感想をくれた方のアイコンが猫の写真だったら「おうちに猫ちゃんがいる方なんだな」とか「石焼イモ」というユーザー名なら「うんうん、美味しいよね」とか、それだけで身近に感じられる。
以前初期アイコンで「監視用」というユーザー名のアカウントにフォローされたことがあり、別に何も嫌がらせとかされたわけではないのに、心が凍りつくような感覚があった。そのせいかもしれない。
自分のROM用のアカウントも、相手をムダにピリつかせたくないのでユーザー名やアイコンは自分らしさの出るものに変更している。プロフィールにも好きな作品や好きなCPを書いて「お仲間です」ということを示しておくようになった。
どんな感想が嬉しくなかったか
じゃあ、どんな感想が嬉しくなかったかというと、あまりたくさんは思いつかない。
ただ、返事に困って素直に喜べないことはあった。これは自分のメンタルにも左右されるので一概には言えないけど、
- 「上手いですね」←返事に困る
- 「誰々の絵に似てますね」←返事に困る
- 「この後こうなって、ラストはこうなるんですかね?(連載の先読み)」←ええ、そうですけど?
- 「もっと別CPも描いてください」←それは無理
たとえばこんな感じのこと。
"自分は"返事に困ったので、"自分は"他の人には送らない、というだけの話です。もらって嬉しい人もいるかもしれないけど私には他人の心は分からないので「自分がされてイヤなことはしない」しかやりようがない。
「上手いですね」
「絵が上手いですね」って、絵を描かない人でもピンとくるようにたとえてみると「あなたの顔、かわいいですね」みたいな感じかもしれない。場合によっては嬉しくないわけではないけど返事に困るというか。
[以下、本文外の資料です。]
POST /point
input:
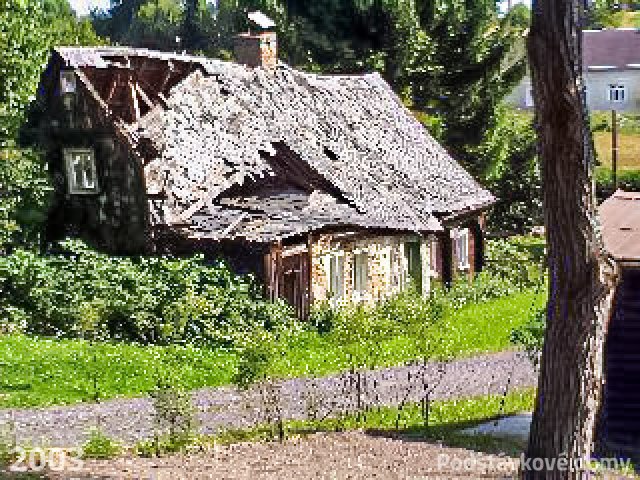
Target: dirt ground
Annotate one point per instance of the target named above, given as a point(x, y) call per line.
point(351, 455)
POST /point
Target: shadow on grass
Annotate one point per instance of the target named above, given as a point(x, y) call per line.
point(451, 436)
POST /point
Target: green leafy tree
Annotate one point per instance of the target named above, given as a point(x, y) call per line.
point(29, 30)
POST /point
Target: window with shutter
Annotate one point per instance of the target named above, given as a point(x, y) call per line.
point(81, 170)
point(336, 277)
point(360, 273)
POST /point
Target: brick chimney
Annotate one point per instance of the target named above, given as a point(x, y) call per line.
point(259, 46)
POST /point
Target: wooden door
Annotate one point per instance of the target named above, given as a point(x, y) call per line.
point(295, 282)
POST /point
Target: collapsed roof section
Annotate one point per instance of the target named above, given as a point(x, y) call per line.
point(265, 154)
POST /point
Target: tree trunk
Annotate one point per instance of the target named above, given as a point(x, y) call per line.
point(581, 278)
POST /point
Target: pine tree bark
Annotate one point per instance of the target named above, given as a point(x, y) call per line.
point(581, 280)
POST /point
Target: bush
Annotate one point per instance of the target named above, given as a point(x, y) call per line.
point(25, 193)
point(99, 446)
point(175, 416)
point(150, 300)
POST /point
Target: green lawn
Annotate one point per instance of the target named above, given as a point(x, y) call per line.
point(38, 372)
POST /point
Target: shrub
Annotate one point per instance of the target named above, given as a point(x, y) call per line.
point(175, 417)
point(100, 446)
point(81, 293)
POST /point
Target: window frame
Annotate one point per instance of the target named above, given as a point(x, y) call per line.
point(360, 273)
point(462, 244)
point(619, 87)
point(86, 188)
point(336, 277)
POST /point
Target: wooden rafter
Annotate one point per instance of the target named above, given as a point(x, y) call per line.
point(145, 98)
point(135, 107)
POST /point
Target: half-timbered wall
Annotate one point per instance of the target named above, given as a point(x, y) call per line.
point(113, 218)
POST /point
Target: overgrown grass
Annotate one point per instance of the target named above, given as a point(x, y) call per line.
point(446, 419)
point(39, 372)
point(628, 150)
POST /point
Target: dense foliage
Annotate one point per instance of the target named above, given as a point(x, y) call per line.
point(29, 30)
point(512, 174)
point(82, 293)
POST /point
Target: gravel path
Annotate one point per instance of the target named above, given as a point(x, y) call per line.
point(323, 456)
point(129, 420)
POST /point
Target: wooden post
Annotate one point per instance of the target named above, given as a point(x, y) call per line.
point(614, 149)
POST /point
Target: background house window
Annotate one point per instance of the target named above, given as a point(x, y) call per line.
point(617, 92)
point(462, 248)
point(67, 82)
point(360, 272)
point(81, 170)
point(336, 276)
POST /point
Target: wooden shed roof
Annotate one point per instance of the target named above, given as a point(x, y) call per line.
point(620, 219)
point(218, 129)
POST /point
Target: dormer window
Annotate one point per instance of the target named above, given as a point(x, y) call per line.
point(81, 170)
point(617, 92)
point(67, 82)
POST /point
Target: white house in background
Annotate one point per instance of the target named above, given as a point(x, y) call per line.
point(611, 62)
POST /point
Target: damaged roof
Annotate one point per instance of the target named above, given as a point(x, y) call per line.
point(218, 130)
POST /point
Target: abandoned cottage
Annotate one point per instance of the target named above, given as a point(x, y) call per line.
point(325, 187)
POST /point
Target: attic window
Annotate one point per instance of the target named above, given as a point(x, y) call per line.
point(67, 82)
point(81, 170)
point(617, 92)
point(330, 153)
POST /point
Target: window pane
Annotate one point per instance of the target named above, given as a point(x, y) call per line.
point(77, 171)
point(89, 175)
point(360, 269)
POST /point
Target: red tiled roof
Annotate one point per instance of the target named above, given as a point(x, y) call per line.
point(617, 48)
point(620, 219)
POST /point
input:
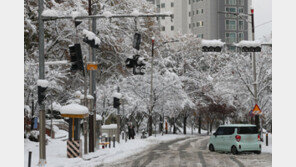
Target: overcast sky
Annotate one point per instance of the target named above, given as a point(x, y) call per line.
point(263, 14)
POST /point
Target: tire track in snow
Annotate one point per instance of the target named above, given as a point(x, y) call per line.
point(240, 164)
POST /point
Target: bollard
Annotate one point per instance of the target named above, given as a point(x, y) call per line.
point(114, 141)
point(266, 139)
point(109, 142)
point(29, 162)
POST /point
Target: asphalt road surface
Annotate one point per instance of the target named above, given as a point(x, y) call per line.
point(191, 152)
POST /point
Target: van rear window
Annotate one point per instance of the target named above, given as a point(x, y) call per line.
point(247, 130)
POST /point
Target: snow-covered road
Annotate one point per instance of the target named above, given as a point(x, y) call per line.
point(189, 152)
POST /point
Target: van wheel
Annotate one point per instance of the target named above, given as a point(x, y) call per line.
point(234, 150)
point(211, 148)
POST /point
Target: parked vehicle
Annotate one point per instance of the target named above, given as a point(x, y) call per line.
point(236, 138)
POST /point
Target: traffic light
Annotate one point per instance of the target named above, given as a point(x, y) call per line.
point(91, 43)
point(137, 41)
point(212, 45)
point(116, 102)
point(249, 46)
point(251, 49)
point(41, 94)
point(76, 58)
point(137, 64)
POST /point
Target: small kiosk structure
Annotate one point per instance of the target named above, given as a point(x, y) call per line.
point(75, 113)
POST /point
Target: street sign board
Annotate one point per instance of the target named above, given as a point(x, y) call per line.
point(257, 110)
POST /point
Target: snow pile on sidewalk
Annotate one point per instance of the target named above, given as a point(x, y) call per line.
point(56, 154)
point(214, 43)
point(267, 149)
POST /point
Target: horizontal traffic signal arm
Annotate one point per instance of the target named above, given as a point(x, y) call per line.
point(212, 45)
point(249, 46)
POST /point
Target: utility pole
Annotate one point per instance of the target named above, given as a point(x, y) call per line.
point(151, 89)
point(257, 121)
point(118, 119)
point(51, 116)
point(42, 151)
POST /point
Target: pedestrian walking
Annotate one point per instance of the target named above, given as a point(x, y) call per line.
point(131, 131)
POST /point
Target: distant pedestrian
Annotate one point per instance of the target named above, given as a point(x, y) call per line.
point(131, 131)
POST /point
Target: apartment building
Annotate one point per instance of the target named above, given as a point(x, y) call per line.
point(201, 18)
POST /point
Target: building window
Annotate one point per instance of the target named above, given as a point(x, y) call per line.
point(230, 24)
point(230, 37)
point(241, 2)
point(230, 2)
point(240, 25)
point(231, 10)
point(240, 36)
point(240, 10)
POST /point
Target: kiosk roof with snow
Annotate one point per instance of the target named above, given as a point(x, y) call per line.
point(74, 111)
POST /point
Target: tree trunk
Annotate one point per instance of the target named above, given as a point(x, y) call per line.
point(174, 127)
point(211, 125)
point(199, 125)
point(184, 123)
point(150, 125)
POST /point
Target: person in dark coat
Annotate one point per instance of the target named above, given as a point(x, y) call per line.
point(131, 131)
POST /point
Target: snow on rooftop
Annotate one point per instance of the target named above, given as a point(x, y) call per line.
point(111, 126)
point(42, 82)
point(248, 43)
point(117, 95)
point(90, 35)
point(107, 14)
point(78, 13)
point(74, 109)
point(56, 62)
point(216, 42)
point(135, 13)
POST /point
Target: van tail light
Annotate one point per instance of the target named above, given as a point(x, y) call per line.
point(238, 138)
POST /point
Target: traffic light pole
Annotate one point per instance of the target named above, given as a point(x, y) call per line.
point(118, 120)
point(41, 20)
point(42, 152)
point(151, 89)
point(257, 121)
気心の知れた相手から言われると嬉しいかもしれないし、そうでない相手から言われると真意を図りかねる言葉かもしれないし、自信を失っているときに言われると「やめてよ!」となるかもしれないし、なんとも難しい。
だから"自分は"言わないことにしている。
「誰々の絵に似てますね」
これも時と場合と相手によって受け止め方が変わって難しいと感じるので、"自分は"言わないことにしている。
「このあとこうなってラストこうなりそうですね」
自分は漫画を描く人なので、「このあとこうなるんですかね?」みたいにコメントで連載の先読みをされることがあった。
これをされると"自分は"描く気が薄れるので、"自分は"他の人には言わないようにしている。
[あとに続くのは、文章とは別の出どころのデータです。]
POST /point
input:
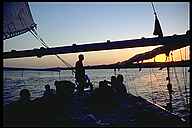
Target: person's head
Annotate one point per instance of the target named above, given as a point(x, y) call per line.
point(25, 94)
point(81, 57)
point(113, 79)
point(47, 87)
point(101, 84)
point(120, 78)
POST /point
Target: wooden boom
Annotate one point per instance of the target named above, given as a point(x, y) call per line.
point(169, 40)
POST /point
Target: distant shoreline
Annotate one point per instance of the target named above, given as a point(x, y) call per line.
point(113, 66)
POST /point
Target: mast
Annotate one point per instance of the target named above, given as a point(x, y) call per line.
point(172, 41)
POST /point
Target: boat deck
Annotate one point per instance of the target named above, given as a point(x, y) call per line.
point(130, 111)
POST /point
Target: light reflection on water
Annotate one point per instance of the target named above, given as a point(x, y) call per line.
point(150, 83)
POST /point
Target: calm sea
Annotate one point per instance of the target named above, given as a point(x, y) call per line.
point(150, 83)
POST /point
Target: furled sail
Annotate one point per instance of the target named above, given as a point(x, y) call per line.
point(17, 19)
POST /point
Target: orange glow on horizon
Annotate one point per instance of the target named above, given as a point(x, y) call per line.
point(93, 58)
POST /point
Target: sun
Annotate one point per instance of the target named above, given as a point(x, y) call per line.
point(160, 58)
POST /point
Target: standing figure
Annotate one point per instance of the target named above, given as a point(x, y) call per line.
point(80, 74)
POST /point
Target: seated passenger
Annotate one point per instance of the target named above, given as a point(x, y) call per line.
point(20, 110)
point(48, 91)
point(25, 96)
point(121, 89)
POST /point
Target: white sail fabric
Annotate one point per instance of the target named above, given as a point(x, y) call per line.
point(17, 19)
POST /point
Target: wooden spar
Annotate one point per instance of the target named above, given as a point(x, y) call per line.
point(169, 40)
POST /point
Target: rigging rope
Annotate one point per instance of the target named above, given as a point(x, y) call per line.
point(185, 79)
point(160, 87)
point(152, 96)
point(154, 9)
point(44, 44)
point(36, 35)
point(178, 83)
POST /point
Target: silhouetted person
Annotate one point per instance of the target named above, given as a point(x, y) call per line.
point(21, 110)
point(122, 91)
point(48, 91)
point(88, 83)
point(25, 96)
point(80, 74)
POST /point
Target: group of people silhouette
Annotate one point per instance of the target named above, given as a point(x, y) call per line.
point(41, 108)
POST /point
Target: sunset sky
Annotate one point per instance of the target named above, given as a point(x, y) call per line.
point(63, 24)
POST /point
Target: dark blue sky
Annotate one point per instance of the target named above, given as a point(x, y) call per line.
point(63, 23)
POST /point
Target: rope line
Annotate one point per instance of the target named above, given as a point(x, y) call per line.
point(44, 44)
point(178, 83)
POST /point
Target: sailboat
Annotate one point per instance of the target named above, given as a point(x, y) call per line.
point(131, 110)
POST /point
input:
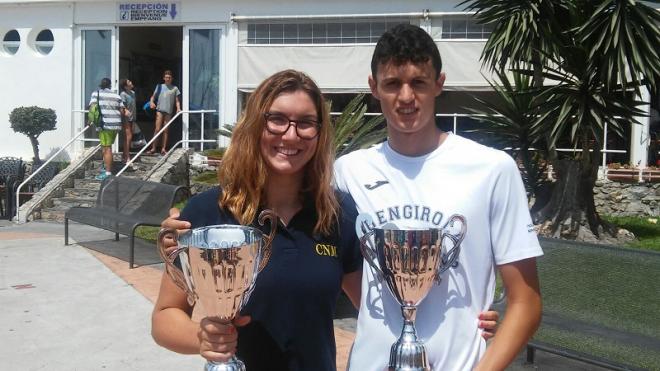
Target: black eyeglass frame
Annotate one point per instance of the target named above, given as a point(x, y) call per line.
point(267, 115)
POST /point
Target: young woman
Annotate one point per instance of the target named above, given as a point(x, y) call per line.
point(165, 100)
point(286, 134)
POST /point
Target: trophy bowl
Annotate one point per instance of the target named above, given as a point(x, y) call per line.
point(219, 265)
point(410, 262)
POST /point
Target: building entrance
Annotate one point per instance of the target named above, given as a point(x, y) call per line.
point(144, 54)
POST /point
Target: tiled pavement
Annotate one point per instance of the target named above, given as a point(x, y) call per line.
point(50, 292)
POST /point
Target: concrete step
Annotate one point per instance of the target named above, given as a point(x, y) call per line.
point(74, 201)
point(87, 183)
point(80, 192)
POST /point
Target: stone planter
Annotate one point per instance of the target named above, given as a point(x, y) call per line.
point(633, 175)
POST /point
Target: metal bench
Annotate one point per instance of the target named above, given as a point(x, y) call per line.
point(601, 305)
point(123, 204)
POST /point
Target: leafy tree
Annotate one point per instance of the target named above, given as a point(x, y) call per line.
point(32, 121)
point(588, 62)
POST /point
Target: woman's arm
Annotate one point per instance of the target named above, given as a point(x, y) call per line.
point(173, 328)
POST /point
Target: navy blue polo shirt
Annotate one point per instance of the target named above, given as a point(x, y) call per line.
point(294, 298)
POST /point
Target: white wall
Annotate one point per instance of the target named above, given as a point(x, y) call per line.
point(29, 78)
point(48, 81)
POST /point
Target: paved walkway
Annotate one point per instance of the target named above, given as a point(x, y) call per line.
point(81, 308)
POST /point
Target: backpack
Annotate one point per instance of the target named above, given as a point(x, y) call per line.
point(94, 116)
point(147, 107)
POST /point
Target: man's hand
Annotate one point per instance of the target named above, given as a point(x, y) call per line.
point(168, 241)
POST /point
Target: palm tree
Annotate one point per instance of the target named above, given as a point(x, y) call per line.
point(596, 56)
point(353, 131)
point(509, 123)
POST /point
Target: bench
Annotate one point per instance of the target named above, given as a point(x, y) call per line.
point(601, 305)
point(123, 204)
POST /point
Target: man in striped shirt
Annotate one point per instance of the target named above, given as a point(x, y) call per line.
point(111, 108)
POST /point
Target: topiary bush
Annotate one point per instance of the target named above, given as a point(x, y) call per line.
point(32, 121)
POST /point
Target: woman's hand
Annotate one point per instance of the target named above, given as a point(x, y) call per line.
point(488, 322)
point(218, 339)
point(173, 222)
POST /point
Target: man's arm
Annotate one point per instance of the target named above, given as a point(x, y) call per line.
point(523, 314)
point(351, 284)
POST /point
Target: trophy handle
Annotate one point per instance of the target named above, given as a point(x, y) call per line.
point(369, 253)
point(175, 273)
point(267, 241)
point(450, 258)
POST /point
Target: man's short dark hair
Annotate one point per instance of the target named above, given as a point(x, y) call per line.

先読みが外れていると「よっしゃ〜! 意表を突いていくぜ!」と思わないこともないけど、「ええ、全くその通りですけど? ここに数行で書かれたことを、これから私は何時間もかけて描いていくんですけど……?」となることもあったので。
「もっと○○も描いてください」
以前の自分はあまのじゃくだったので「もっと○○(キャラ名)も描いてください」と言われると二度と描きたくなくなってしまうことがあった。今は比較的素直になったのもあって気軽に描くけど、ここまで素直になるには20年くらいかかっている。
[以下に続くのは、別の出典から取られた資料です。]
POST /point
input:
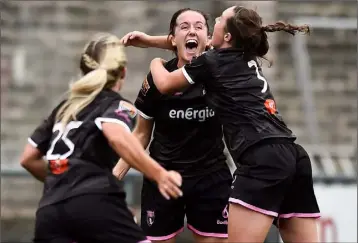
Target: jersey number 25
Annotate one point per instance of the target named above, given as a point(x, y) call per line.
point(62, 134)
point(252, 63)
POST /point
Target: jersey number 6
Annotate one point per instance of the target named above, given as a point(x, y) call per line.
point(252, 63)
point(62, 134)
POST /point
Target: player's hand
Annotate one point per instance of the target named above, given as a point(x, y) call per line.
point(169, 183)
point(136, 39)
point(120, 170)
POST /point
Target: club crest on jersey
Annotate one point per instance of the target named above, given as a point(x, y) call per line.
point(145, 87)
point(150, 218)
point(128, 108)
point(225, 212)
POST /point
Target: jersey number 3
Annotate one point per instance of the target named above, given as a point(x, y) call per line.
point(252, 63)
point(62, 134)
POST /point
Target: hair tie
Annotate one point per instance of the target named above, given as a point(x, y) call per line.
point(89, 62)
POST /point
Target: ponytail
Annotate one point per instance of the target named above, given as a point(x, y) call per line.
point(82, 93)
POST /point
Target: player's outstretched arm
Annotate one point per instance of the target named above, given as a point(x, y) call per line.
point(32, 160)
point(142, 40)
point(143, 133)
point(130, 149)
point(167, 82)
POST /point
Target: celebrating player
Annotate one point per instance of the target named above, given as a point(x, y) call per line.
point(274, 177)
point(82, 138)
point(187, 138)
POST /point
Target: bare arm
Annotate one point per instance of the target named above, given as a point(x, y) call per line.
point(33, 162)
point(142, 132)
point(140, 39)
point(166, 82)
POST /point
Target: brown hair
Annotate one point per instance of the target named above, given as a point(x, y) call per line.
point(248, 33)
point(173, 22)
point(102, 64)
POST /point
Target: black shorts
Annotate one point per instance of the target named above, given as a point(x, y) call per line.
point(275, 178)
point(88, 218)
point(204, 203)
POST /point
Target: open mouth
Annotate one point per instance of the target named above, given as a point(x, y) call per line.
point(191, 46)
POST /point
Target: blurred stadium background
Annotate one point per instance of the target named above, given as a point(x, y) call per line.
point(314, 79)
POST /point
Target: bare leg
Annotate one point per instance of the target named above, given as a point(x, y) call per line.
point(246, 225)
point(299, 230)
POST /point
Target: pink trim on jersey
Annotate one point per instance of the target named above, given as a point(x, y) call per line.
point(165, 237)
point(217, 235)
point(300, 215)
point(260, 210)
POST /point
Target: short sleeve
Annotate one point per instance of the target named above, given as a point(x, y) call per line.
point(41, 137)
point(197, 70)
point(147, 97)
point(120, 112)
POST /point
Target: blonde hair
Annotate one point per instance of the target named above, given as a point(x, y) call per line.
point(102, 64)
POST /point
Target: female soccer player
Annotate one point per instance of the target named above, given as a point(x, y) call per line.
point(187, 138)
point(82, 138)
point(274, 177)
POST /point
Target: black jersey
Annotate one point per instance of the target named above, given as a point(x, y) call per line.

でも「○×(CP名)いいですよね〜! あなた様の描く○×大好きです! でも△○(別CP)もいいですよ? いつか描いてください!」みたいに言われるとシャッターを下ろしてしまうみたいなことはある。自分には無理なので。
さては前半の「褒め」は要求を通すための交換条件なのか……? みたいに、古代のほこらに封印されたはずのあまのじゃくが発動してしまうんだと思う。
ただ、自分が勝手に感じているだけで相手にそんな意図はないかもしれないので、「判断」や「断定」はしない。自分と相手は違う人間だから齟齬が起こるのはお互い様で、仕方ない。だから「失礼だ! マナー違反だ! そういうことは言うべきではない!」とは思わない。けど、私のあまのじゃくが発動してしまうことも、これは理屈でなく感情なので仕方ない。人と人が同じ場所で生きていく上で、お互いに仕方ない。あと、別CPは自分は描けない。
そういうわけで「別CPも描いて」みたいなことは"自分は"言わないようにしているし、自分が言われても「人それぞれ感覚が違うから仕方ないことだ」と考えるようにしている。
あと、なんとなくこうしていること
自分もあまりコミュニケーションが得意ではないので、感想を送るときには「相手にも負担にならないように」というのをつい優先して考えてしまう。
せっかく感想をもらっても返信するのが負担になることがあったので、こちらも相手に返信の手間による負担をかけさせたくないという気持ちがある。これはいつも、つい考え過ぎてしまう。
だから、返信が必要なわけではない場合は「返信不要」の旨を付け加えることが多い。というか作品を読んであふれ出すこの感動やら「描いてくれてありがとう……!」の感謝を伝えたいだけなので、返信が必要なことは特にない。
「返信不要です。」だとなんかつっけんどんな気がして、他の方が使っていた「返信などはお気遣いなく!」みたいな言い回しを真似させてもらっている。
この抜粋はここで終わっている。